After the main course, I cleared the plates, rinsed them out in the sink, and cut us each a slice of pie. Helen poured the coffee.

“Well, Claire, I've got some news,” Aunt Helen said when we sat back down. “I haven't even told your mother.”

Mom and I both looked up from our coconut cream pie.

“I have a date this weekend.”

“A what?” Mom sputtered.

“A date. With a man. You know, when two people go out to the movies or have dinner or something like that?” said Helen.

“Well, that's wonderful,” I said. “Who is he?”

“I met him at work. He's a plumber we use a lot for commercial installations. He just got divorced.”

“Well, he could be on the rebound. He could be trouble, Helen,” Mom warned.

“Don't worry, Cindy. I'm not going to bring him home here and make out on the couch or anything.”

“Helen!”

“Where are you going on your date?” I asked, taking us back to safer territory.

“There's a fried catfish supper at the VFW this weekend.”

“Sounds perfect,” I said.
A fried catfish supper and a lecture on telomeres. Be still, my heart.

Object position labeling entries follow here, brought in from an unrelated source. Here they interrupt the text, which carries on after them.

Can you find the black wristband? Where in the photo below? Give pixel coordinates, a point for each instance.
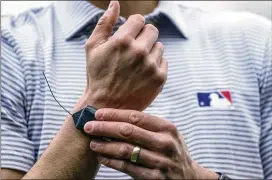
(223, 176)
(83, 116)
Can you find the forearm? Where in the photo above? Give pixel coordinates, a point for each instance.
(204, 173)
(68, 156)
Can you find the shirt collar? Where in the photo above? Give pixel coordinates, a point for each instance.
(74, 15)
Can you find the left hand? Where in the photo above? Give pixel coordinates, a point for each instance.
(163, 153)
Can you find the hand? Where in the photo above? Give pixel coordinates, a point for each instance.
(163, 152)
(127, 70)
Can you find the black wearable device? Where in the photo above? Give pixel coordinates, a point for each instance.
(84, 115)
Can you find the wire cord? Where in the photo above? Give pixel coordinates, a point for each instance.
(54, 96)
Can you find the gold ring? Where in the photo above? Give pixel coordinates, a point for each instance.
(135, 154)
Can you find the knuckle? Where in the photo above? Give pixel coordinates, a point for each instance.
(100, 147)
(152, 28)
(126, 130)
(124, 41)
(106, 161)
(159, 77)
(172, 129)
(167, 144)
(152, 69)
(88, 44)
(124, 151)
(112, 115)
(140, 52)
(134, 117)
(98, 127)
(138, 18)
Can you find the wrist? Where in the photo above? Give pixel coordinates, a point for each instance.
(204, 173)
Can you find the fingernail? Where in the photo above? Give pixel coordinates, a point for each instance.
(89, 127)
(110, 5)
(99, 114)
(93, 144)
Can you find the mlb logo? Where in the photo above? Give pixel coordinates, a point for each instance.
(216, 99)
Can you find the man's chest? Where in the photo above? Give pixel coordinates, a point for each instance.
(210, 94)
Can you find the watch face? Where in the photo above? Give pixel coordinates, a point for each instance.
(83, 116)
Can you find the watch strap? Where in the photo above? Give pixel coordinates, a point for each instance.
(84, 115)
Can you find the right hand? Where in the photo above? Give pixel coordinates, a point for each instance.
(126, 70)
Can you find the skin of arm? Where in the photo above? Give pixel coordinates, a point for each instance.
(68, 156)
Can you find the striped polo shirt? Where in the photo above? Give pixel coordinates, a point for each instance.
(218, 92)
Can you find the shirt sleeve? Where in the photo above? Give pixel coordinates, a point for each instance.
(266, 111)
(17, 151)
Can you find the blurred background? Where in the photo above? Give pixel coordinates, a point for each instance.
(259, 7)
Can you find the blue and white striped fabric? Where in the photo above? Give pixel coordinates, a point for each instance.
(222, 54)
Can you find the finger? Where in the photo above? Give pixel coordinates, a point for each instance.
(105, 25)
(130, 133)
(148, 37)
(163, 70)
(133, 170)
(157, 53)
(123, 150)
(140, 119)
(131, 27)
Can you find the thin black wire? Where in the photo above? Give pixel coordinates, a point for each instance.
(54, 96)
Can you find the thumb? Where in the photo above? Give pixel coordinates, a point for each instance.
(105, 25)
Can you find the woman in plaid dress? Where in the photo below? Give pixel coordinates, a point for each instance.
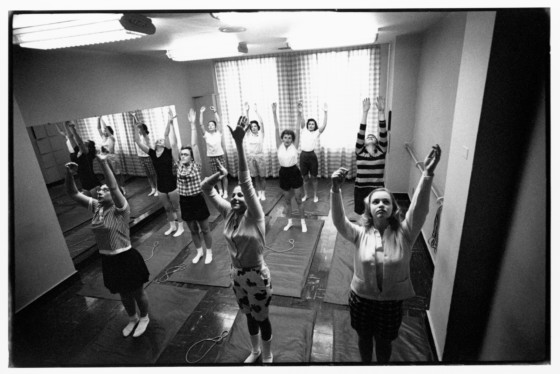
(381, 279)
(193, 206)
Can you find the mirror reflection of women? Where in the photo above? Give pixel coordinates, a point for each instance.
(214, 150)
(123, 267)
(291, 180)
(144, 158)
(193, 206)
(244, 231)
(163, 157)
(108, 148)
(254, 143)
(381, 279)
(308, 162)
(84, 154)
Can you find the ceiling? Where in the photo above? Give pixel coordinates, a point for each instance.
(268, 31)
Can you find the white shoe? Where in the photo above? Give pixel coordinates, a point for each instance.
(198, 256)
(131, 325)
(208, 258)
(180, 229)
(290, 224)
(172, 227)
(142, 325)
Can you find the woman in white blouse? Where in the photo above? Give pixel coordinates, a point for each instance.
(291, 180)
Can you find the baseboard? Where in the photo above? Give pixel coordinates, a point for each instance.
(50, 294)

When I got home, I took Dad's letter upstairs to my office to read. I settled into the oversized leather club chair with the ottoman, meant as a holiday gift for Luke, which I didn't end up giving him. I hated it, but it would do for now. And I reluctantly had to admit that it was comfortable.

Dad must have cleaned out the City Vue's stationery because this letter was several pages.

Dear Claire,

Thanks for writing back. I can't tell you what that means to me, how I look forward to your letters.

And the lemon cookies!

I don't know if it was the cookies or the print-outs you sent about indigo and blue hands and North Vietnam, but I feel like I'm getting closer to remembering what happened to me.

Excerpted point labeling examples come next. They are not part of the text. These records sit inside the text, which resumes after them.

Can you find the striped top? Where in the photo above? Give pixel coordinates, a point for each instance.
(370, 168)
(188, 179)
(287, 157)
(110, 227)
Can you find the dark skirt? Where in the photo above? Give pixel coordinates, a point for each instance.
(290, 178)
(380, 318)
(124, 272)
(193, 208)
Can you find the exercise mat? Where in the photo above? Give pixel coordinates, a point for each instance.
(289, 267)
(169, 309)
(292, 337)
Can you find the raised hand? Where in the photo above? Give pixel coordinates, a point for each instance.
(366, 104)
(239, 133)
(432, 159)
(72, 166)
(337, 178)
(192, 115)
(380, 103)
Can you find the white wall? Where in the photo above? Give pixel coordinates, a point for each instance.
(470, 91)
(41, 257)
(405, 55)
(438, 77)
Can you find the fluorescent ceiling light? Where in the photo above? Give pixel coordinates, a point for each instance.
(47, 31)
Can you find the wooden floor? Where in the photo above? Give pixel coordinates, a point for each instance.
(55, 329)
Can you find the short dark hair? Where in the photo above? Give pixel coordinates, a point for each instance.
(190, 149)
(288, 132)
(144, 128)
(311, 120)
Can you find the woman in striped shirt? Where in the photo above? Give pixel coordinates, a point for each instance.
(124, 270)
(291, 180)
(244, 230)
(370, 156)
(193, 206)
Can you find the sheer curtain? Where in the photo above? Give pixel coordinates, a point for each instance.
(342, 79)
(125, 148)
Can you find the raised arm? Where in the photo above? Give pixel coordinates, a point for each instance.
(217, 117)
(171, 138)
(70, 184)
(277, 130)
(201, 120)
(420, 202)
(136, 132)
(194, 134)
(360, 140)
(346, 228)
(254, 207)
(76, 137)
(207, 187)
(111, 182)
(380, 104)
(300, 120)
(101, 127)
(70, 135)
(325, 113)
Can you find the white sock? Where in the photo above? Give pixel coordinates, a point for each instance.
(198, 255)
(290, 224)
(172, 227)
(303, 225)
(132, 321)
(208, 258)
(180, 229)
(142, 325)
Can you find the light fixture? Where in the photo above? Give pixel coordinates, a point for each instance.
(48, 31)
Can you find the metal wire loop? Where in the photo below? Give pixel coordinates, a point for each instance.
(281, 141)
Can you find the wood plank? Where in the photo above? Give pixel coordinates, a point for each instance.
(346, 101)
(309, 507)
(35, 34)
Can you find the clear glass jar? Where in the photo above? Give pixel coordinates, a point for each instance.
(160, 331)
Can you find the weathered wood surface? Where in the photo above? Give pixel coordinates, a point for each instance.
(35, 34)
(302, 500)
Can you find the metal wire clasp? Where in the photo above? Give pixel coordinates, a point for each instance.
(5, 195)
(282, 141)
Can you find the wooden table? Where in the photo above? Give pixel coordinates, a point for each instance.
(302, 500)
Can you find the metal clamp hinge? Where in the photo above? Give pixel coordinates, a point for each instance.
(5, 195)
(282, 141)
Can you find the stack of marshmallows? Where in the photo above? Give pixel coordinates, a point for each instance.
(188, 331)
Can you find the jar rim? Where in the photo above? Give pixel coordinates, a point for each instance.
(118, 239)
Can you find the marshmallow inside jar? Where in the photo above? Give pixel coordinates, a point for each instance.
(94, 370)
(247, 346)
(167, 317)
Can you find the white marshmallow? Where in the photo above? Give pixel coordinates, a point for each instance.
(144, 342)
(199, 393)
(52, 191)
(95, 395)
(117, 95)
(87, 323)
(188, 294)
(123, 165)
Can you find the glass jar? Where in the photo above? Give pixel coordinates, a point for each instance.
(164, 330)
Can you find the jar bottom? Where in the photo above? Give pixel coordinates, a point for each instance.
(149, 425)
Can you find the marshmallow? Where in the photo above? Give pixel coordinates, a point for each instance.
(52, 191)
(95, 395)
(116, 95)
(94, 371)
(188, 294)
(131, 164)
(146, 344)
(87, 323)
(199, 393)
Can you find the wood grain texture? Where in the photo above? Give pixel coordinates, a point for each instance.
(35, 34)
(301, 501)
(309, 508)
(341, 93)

But here's what I do remember.

You wanted to know how I became a helicopter pilot.

A week after I graduated from high school—that was June 1968—I went to the Navy recruiting office and told them I wanted to be a pilot. They said I had to have a college degree and then apply. That wasn't gonna happen. So I went to the Army recruiting office. They said I could be a warrant officer, a rank in between enlisted men and commissioned officers. Basically, a fancy name for a helicopter pilot. A warrant officer was in charge of the helicopter and the flight to and from, but not the mission itself. The only hitch was I had to be eighteen to take the warrant officer flight test. I was seventeen.

I remembered Dad's senior photo from high school. The serious young man in a sport coat with a white shirt and tie. So young. So clean-cut. I didn't want to imagine what he looked like now after years of living rough. I went back to reading his letter.

I waited. I spent the summer at a lot of backyard kegger parties with my buddies, listened to a lot of Beatles and Rolling Stones. Drank a lot of beer. I worked at Hinky's, this crummy bar, where I washed glasses and served crappy hamburgers to the drunks. But the main attraction for me was that I could sneak all the drinks I wanted. At the end of the night, when the bartenders were too tired to notice, I'd pour off a little booze into my own bottle and sneak it home. I had a drinking buddy, this girl who was a friend of my sister Helen's. Diane Amici. We used to hole up in a neighbor's garage and pass the bottle.